I stared at him, feeling the sting of his words but refusing to waver.
"Isn’t it perfect?" I smiled thinly. "Even though our plans were shattered a decade ago, she's exactly where we need her. Closer to him. We can control him through her before he awakens fully. You saw what he’s capable of, we need that power for ourselves."
The old man chuckled darkly, a hollow sound that barely touched his hollowed eyes.
"We don’t need her," he growled. "She abandoned us. Syra is no longer a part of this family. Even if she crawls back on her knees, I’ll never accept her!"
"Come on, Father!" I roared, slamming my fist into the table, sending tiny shards of ice flying. "Stop being so damn stubborn! Whether you like it or not, if you want to save Mom, we need Adrian. We failed ten years ago when Syra ran away, but now she’s in the lion’s den — right where fate intended her to be! Three months, Father. Three months and Adrian will mark her, complete the final bond. His full power will awaken, and if we don’t move before he masters it — we lose Mother forever!"
My voice cracked. I inhaled sharply, trying to cage the surge of desperation flooding through me.
"Dad," I pleaded, "please."
He grabbed his whiskey glass with trembling fingers, downed the amber liquid in one burning gulp, then snatched up his cane.
"Do whatever the hell you want, boy," he rasped bitterly. "I stepped down as Pack Leader. I'm just an old ghost now. You make the decisions."
He turned his back on me and strode away, his steps slow and heavy as he ascended the stairs.
"I need her moonbound!" I called after him, my voice hoarse. "In order to give her wolf back, she has to come home!"
He scoffed but didn’t turn around.
"Whether you acknowledge it or not," I whispered to the empty room, "Syra has always been the one destined to save this pack… and Mother."
He disappeared onto the second floor without a single glance back.

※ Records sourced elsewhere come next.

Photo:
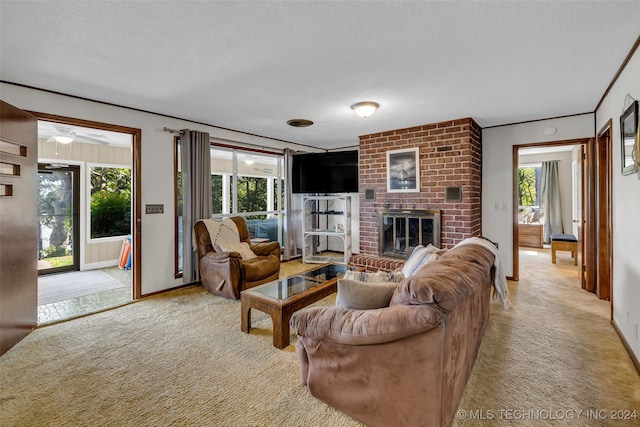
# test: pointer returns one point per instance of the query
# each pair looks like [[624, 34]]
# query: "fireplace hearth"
[[401, 230]]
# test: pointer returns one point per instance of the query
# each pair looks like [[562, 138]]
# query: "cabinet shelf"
[[326, 224]]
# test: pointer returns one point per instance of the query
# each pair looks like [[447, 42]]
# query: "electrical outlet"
[[153, 209]]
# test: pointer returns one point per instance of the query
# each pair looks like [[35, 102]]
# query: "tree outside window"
[[528, 193], [110, 202]]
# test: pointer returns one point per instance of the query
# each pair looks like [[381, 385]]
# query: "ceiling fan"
[[64, 135]]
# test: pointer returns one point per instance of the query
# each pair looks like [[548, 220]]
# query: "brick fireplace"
[[450, 161]]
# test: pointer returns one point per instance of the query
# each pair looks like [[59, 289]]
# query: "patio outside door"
[[58, 218]]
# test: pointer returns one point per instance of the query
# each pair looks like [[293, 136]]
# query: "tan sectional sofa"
[[406, 364]]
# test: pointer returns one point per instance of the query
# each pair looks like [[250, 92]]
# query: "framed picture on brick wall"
[[403, 171]]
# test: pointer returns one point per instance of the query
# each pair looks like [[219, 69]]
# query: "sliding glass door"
[[58, 218]]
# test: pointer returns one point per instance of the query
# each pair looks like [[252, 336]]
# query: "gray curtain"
[[550, 200], [196, 195], [291, 226]]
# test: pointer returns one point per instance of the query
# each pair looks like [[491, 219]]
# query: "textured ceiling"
[[251, 66]]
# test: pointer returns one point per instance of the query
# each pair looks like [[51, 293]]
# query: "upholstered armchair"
[[228, 261]]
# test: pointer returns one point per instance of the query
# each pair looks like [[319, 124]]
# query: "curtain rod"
[[229, 141], [262, 147]]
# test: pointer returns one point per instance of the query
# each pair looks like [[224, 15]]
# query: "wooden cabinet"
[[530, 235]]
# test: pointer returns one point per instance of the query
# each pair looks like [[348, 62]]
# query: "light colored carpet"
[[180, 359], [62, 286]]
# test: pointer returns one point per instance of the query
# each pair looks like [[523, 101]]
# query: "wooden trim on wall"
[[626, 345], [136, 165], [604, 244]]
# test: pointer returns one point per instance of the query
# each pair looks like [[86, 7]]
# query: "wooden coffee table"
[[280, 298]]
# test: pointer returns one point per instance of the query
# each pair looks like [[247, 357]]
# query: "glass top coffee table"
[[280, 298]]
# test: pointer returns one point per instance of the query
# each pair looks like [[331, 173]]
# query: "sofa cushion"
[[364, 295], [448, 282], [415, 259], [377, 277], [364, 327], [421, 256]]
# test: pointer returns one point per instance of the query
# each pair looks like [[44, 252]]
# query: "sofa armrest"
[[363, 327], [266, 248]]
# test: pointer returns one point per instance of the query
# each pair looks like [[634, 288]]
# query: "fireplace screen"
[[400, 231]]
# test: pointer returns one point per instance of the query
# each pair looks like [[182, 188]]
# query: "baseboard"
[[98, 265], [626, 345]]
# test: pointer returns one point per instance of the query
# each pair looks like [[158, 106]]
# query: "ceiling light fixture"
[[365, 109], [63, 139], [299, 123]]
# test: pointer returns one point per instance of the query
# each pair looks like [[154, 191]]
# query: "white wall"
[[566, 180], [626, 211], [157, 231], [497, 172]]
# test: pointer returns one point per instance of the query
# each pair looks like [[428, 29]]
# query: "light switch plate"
[[152, 209]]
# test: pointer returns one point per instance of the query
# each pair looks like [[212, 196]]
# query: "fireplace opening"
[[400, 231]]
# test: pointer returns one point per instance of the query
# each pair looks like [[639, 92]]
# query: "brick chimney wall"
[[450, 155]]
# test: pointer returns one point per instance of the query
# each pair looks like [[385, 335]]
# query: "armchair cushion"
[[242, 248], [228, 261]]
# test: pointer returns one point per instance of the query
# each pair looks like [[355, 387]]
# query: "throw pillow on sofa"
[[364, 295]]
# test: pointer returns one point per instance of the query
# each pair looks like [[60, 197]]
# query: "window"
[[529, 192], [110, 201]]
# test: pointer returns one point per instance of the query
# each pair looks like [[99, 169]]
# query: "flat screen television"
[[332, 172]]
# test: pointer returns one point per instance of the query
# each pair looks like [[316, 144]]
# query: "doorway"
[[529, 220], [91, 170]]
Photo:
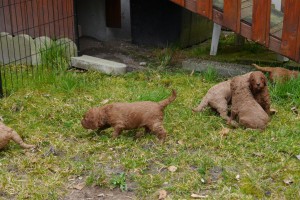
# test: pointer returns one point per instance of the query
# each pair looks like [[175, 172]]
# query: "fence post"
[[75, 6], [1, 89]]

I stood there, the silence closing in, my fists trembling at my sides. Fury gnawed at my insides until it burst free — I seized the whiskey glass still on the table and crushed it in my hand. Sharp shards bit into my skin, blood mingling with the glittering ruins as they scattered across the floor.
Relax, Lucian, my wolf growled deep within me, its voice strained with barely concealed rage. You lose control too easily when you’re worked up.
"Yeah, I know," I muttered, slumping onto the sofa, the weight on my shoulders unbearable. "But we’re running out of time."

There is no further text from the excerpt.